Alfred Jacob Miller (1810 - 1874)

Beating a Retreat
Watercolor & gouache
8" x 12" 
Signed lower left: A Miller
An early Thomas Nygard Gallery label verso
Framed to 19" x 23" 

EX: Bill and Marilyn Lenox Collection.

Lot 179, Brian Lebel's Old West Auction - June 10, 2017, Fort Worth.
Sold $141,600.

Note: Title plate on frame incorrectly identifies this painting as 384C. Though clearly a version of catalog number 384, the “C” painting is a watercolor held in the collection of the Walters Art Museum, Baltimore, MD (Miller’s birthplace).

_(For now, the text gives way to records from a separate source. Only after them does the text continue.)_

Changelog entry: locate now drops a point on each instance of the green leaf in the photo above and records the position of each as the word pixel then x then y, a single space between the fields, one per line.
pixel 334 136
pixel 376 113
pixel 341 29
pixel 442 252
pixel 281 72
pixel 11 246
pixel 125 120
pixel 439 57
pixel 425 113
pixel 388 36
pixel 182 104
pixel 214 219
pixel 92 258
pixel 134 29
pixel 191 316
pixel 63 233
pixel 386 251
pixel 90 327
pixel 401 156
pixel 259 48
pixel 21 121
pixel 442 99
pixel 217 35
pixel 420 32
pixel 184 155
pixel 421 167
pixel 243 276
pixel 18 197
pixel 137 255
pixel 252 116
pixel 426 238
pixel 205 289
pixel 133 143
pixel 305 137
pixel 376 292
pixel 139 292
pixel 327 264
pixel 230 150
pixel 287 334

Alfred Jacob Miller (1810 – 1874)
“In the early part of the Nineteenth Century, fur traders, Indians, pioneers, and adventurers who journeyed west of the Mississippi experienced a raw and rugged world now mostly forgotten. We are fortunate, however, that those experiences were captured vividly on canvas by the American artist Alfred Jacob Miller, who ventured west to the American Rocky Mountains in 1837. Miller painted what he saw on that trip, and his firsthand works provide a window into a life and time long gone but essential to the very nature of what it is to be American.” -- Excerpted from alfredjacobmiller.com

Although not always famous, Alfred Jacob Miller is now heralded as one of the finest painters of the far American West. In 1837, Miller was commissioned by Captain William Drummond Stewart, an eccentric adventurer and former British military officer, to accompany Stewart as an art recorder on a trip to the American Fur Company Rendezvous near the Wind River Mountains. Miller’s sketches on this trip became the studies for many dozens of future oil and watercolor paintings, most of them commissions. Miller’s commissions were in the form of new works based on his existing studies, and a result, there are numerous Miller paintings, in both oil and watercolor, with similar subject matter and similar or identical names.

This painting is known alternately as, “Beating a Retreat”, “War Ground”, or “Indians Beating a
Retreat”. There appear to be five other known color versions of the work in museum collections, and one version recorded in Miller’s record book that remains unlocated, but is noted as “oval.” When compared with the images available of the five museum held works, we feel this watercolor version most closely resembles the two oil paintings held by the Museum of Fine Art in Boston, and the Library and Archives of Canada, Ottawa, painted between 1863 and 1865. 

In Miller’s notes that accompany his original studies, he writes of the image of “Beating a
Retreat”

"Although this Sioux Indian has an immense range of his own to hunt over, he is not content with it, and we find him here on the grounds of the Blackfeet. The latter from a bluff have discovered the marauder, and are discharging their arrows at him and in a rage because they are not nearer to secure his scalp.”